Un ultimo importante chiarimento riguarda la eventuale comunicazione del lavoratore delle proprie dimissioni, in via telematica; secondo la circolare la sopravvenuta presentazione delle dimissioni telematiche genera l’inefficacia delle dimissioni per fatti concludenti. A parere di chi scrive sarebbe opportuno un ripensamento della posizione ministeriale poichè la norma, nata per ovviare ad un problema gestorio non indifferente in capo alle aziende (l’incertezza circa la disponibilità del lavoratore rispetto alla prestazione dedotta in contratto) genera nel minimo  una zona franca di 15 giorni a tutto danno dell’organizzazione del lavoro e della  genuinità, correttezza e buona fede dei rapporti tra le parti, elementi tutti connaturati inscindibilmente al lavoro.

 

Durata del periodo di prova

L’art. 13 prevede regole in materia di durata del periodo di prova nei rapporti a tempo determinato stabilendosi che il periodo di prova è dovuto in misura proporzionale alla durata del contratto ed alle mansioni da svolgere in relazione alla natura dell’impiego; la modifica introdotta prevede, fatte salve le disposizioni più favorevoli della contrattazione collettiva, che la durata del periodo di prova è stabilita in un giorno di effettiva prestazione per ogni quindici giorni di calendario a partire dalla data di inizio del rapporto di lavoro e che in ogni caso la durata del periodo di prova non può essere inferiore a due giorni né superiore a quindici giorni, per i rapporti di lavoro aventi durata non superiore a sei mesi, e a trenta giorni, per quelli aventi durata superiore a sei mesi e inferiore a dodici mesi.

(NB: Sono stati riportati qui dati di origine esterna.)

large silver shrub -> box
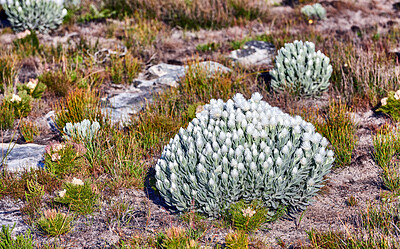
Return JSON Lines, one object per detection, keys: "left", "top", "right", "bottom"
{"left": 0, "top": 0, "right": 67, "bottom": 33}
{"left": 155, "top": 93, "right": 334, "bottom": 218}
{"left": 270, "top": 40, "right": 333, "bottom": 97}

In sostanza con il “collegato lavoro” si prevede espressamente la durata del periodo di prova nei rapporti a termine, in assenza di previsione più favorevole da parte della contrattazione collettiva.

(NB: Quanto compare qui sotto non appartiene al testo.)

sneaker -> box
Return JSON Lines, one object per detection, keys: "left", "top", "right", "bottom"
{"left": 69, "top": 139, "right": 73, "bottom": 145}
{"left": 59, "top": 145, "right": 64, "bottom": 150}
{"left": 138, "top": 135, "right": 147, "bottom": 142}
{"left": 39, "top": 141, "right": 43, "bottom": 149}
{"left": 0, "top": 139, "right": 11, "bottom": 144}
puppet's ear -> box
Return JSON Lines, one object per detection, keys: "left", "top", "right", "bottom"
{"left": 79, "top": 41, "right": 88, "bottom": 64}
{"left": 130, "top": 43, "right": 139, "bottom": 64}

Relativamente al settore agricolo si rammenta che per agli operai agricoli (O.T.Det) la contrattazione collettiva prevede all’art. 15 del CCNL che “l’operaio assunto con rapporto di lavoro a tempo determinato superiore a trenta giorni, è soggetto a un periodo di prova di due giorni lavorativi”;  il CCNL per i quadri e gli impiegati agricoli (art. 9 CCNL) al riguardo non prevede distinzioni tra rapporti a tempo determinato o  a tempo indeterminato, in sostanza al personale impiegatizio  si applicherà la nuova regola.

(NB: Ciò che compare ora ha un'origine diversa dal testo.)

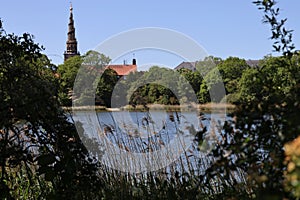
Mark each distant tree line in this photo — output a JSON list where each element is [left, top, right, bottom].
[[57, 52, 299, 108]]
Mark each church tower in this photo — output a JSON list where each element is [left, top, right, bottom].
[[64, 3, 80, 61]]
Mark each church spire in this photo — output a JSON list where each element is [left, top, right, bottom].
[[64, 2, 80, 61]]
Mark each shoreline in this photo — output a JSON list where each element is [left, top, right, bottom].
[[65, 103, 235, 113]]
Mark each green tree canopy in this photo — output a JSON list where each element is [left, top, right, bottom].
[[217, 56, 249, 94], [57, 50, 111, 106], [57, 55, 82, 105], [96, 68, 118, 107]]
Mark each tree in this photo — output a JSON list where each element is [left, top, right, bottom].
[[200, 1, 300, 199], [198, 57, 249, 104], [57, 55, 82, 106], [96, 68, 118, 107], [199, 67, 225, 103], [0, 22, 59, 199], [238, 55, 297, 103], [83, 50, 111, 67], [111, 71, 144, 107], [127, 66, 180, 105], [217, 57, 249, 94], [237, 67, 261, 102], [176, 69, 200, 104], [196, 56, 222, 77], [177, 68, 202, 95], [0, 20, 103, 199], [57, 50, 111, 106]]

Per quanto attiene la durata del periodo di prova la circolare ministeriale precisa che i limiti massimi non possono essere derogati in sede di contrattazione collettiva; da ultimo si osserva che nei rapporti la cui durata è prevista in oltre 12 mesi (sempre salve le regole contrattuali più favorevoli) il periodo di prova è calcolato moltiplicando un giorno di prestazione per ogni 15 giorni di calendario, anche oltre la durata massima di 30 giorni come detto sancita per i rapporti  di durata inferiore a dodici mesi.